Esta mañana, Aprendiz de Papá y yo hemos leído casi al mismo tiempo esta entrada de Trastadas de Mamá donde comenta que desde la ventana de su trabajo ve el patio del colegio de al lado y que, observando a los nenes de tres añitos jugar en plena ola de frío con el abrigo sin cerrar, le había dado por pensar (con cierto temor) en qué iba a ser de su hijo cuando le tocara al año siguiente.

A mi ha conseguido ponerme los pelos como escarpias. No pienso mucho en el tema colegio y desde luego este asunto no se me había pasado por la cabeza. De pronto, me ha entrado la congoja maternal y le he dicho a mi marido que no sabía si sería capaz de soportarlo.

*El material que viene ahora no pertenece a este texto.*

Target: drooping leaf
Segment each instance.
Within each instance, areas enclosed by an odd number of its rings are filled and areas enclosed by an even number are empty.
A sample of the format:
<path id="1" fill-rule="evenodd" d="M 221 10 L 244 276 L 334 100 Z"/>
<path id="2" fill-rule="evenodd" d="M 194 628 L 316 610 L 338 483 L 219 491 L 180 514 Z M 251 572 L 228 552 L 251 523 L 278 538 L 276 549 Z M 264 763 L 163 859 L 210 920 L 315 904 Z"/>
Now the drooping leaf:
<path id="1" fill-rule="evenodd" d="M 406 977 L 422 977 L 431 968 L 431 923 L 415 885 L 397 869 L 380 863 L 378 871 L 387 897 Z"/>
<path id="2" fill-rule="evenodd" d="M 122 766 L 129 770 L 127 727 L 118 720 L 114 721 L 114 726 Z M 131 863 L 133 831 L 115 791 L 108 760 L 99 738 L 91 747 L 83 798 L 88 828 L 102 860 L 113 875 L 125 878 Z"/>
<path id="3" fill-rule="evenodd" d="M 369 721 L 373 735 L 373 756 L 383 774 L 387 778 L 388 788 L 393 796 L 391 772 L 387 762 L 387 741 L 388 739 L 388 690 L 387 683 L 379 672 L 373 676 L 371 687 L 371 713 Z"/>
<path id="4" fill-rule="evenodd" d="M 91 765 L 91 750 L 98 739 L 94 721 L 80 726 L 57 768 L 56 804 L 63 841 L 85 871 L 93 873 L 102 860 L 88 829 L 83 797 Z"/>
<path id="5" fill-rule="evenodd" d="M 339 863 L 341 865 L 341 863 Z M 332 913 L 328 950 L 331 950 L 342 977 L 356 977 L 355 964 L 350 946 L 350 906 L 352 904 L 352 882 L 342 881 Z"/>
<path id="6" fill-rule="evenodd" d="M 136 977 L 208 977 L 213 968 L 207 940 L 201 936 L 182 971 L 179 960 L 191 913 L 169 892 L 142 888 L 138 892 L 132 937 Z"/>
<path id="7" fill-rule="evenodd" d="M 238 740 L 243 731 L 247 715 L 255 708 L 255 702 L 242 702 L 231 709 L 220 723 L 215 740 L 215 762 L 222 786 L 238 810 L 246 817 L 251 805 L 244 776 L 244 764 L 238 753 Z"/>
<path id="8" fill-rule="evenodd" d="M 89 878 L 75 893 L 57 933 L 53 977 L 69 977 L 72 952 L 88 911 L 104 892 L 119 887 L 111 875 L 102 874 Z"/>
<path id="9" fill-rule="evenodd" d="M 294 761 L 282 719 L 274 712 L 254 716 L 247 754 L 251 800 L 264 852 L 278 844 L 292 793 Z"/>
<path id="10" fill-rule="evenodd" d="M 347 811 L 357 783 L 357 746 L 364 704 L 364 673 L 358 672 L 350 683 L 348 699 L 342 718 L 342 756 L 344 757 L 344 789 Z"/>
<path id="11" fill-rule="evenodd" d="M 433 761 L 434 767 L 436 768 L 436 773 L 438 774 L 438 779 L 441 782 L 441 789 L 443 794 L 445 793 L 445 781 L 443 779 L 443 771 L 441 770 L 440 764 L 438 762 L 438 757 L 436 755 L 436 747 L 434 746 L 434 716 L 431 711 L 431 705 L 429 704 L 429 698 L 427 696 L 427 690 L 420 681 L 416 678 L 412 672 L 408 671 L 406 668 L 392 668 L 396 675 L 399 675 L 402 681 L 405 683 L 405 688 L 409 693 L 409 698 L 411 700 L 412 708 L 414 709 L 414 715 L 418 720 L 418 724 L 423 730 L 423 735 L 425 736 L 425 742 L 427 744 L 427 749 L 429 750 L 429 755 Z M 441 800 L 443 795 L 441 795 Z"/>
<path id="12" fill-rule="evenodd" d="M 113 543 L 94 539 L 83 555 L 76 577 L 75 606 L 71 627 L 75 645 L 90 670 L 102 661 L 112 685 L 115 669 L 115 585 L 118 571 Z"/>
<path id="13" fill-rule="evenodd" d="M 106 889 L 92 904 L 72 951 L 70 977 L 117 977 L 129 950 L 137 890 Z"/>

¿De verdad alguien cree que teniendo el cole en la puerta de casa (si nos lo conceden, claro), con el patio de los peques a unos 15 metros del portal, puedo yo estar en mi casa calentita sabiendo que mi hijo de escasos tres años está en el patio pelándose de frío porque nadie le ha cerrado el abrigo y él no sabe hacerlo?. Le he dicho al padre de la criatura que, sintiéndolo mucho, y después de haber despotricado durante años sobre la excesiva protección de mi madre, que con la bufanda me tapaba hasta los ojos incluso en el mes de mayo si lo creía oportuno, me veía en la verja del patio, llamando al nene, para ponerle en su sitio el abrigo y el gorro.

Por supuesto, el relajado papi ha puesto la voz en el cielo al grito de “¡ni se te ocurra!“.

¿Sabéis qué le he dicho?. “Lo siento, soy mamá. Si tu lo fueras, lo entenderías“.